= Modia gens =

The gens Modia was a minor family at Ancient Rome, known from a small number of individuals.

==Praenomina==
The Modii are known to have used the praenomina Quintus, Septimus, Marcus, Gaius, and Lucius, all of which were very common, except for Septimus, which was quite unusual. The first Modius to appear in history was a duumvir of Luceria in Apulia at the end of the Pyrrhic War; the gens might therefore come from this city.

==Members==
- Gaius Modius Cr. f., duumvir of Luceria circa 275 BC; he minted bronze coins during his magistracy. (Note: The praenomen of his father abbreviated "Cr." on his coins does not refer to any known Latin praenomen.)
- Septimus Modius, known from an inscription.
- Quintus Modius Equiculus, mentioned by Varro.
- Marcus Modius, mentioned by Cicero.
- Gaius Modius Justus, propraetor of Numidia in an uncertain year.
- Quintus Modius, described as the brother of Gaius Vibius Postumus, probably the same who was proconsul of Asia during the reign of Nero.
- Modia, a Roman matron mentioned by Juvenal.
- Modius Terventinus, praefectus vehiculorum in AD 214.
- Modius Julius, governor of Britannia Inferior in AD 219.
- Gaius Modius Taurus, a Roman aristocrat, mentioned in an inscription of uncertain date.

==See also==
- List of Roman gentes

==Bibliography==
- Marcus Terentius Varro, Rerum Rusticarum (Rural Matters).
- Marcus Tullius Cicero, In Verrem.
- Decimus Junius Juvenalis, Satirae (Satires).
- Dictionary of Greek and Roman Biography and Mythology, William Smith, ed., Little, Brown and Company, Boston (1849).
- August Pauly, Georg Wissowa, et alii, Realencyclopädie der Classischen Altertumswissenschaft, J. B. Metzler, Stuttgart (1894–1980).
- George Davis Chase, "The Origin of Roman Praenomina", in Harvard Studies in Classical Philology, vol.
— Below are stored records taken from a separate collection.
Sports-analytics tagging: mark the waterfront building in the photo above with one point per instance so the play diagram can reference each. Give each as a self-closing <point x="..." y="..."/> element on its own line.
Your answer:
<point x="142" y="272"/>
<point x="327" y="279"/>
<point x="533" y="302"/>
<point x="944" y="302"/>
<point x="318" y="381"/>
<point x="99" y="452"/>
VIII (1897).
- Paul von Rohden, Elimar Klebs, & Hermann Dessau, Prosopographia Imperii Romani (The Prosopography of the Roman Empire, abbreviated PIR), Berlin (1898).
- Oliver D. Hoover, Handbook of Coins of Italy and Magna Graecia, Sixth to First Centuries BC [The Handbook of Greek Coinage Series, Volume 1], Lancaster/London, Classical Numismatic Group, 2018.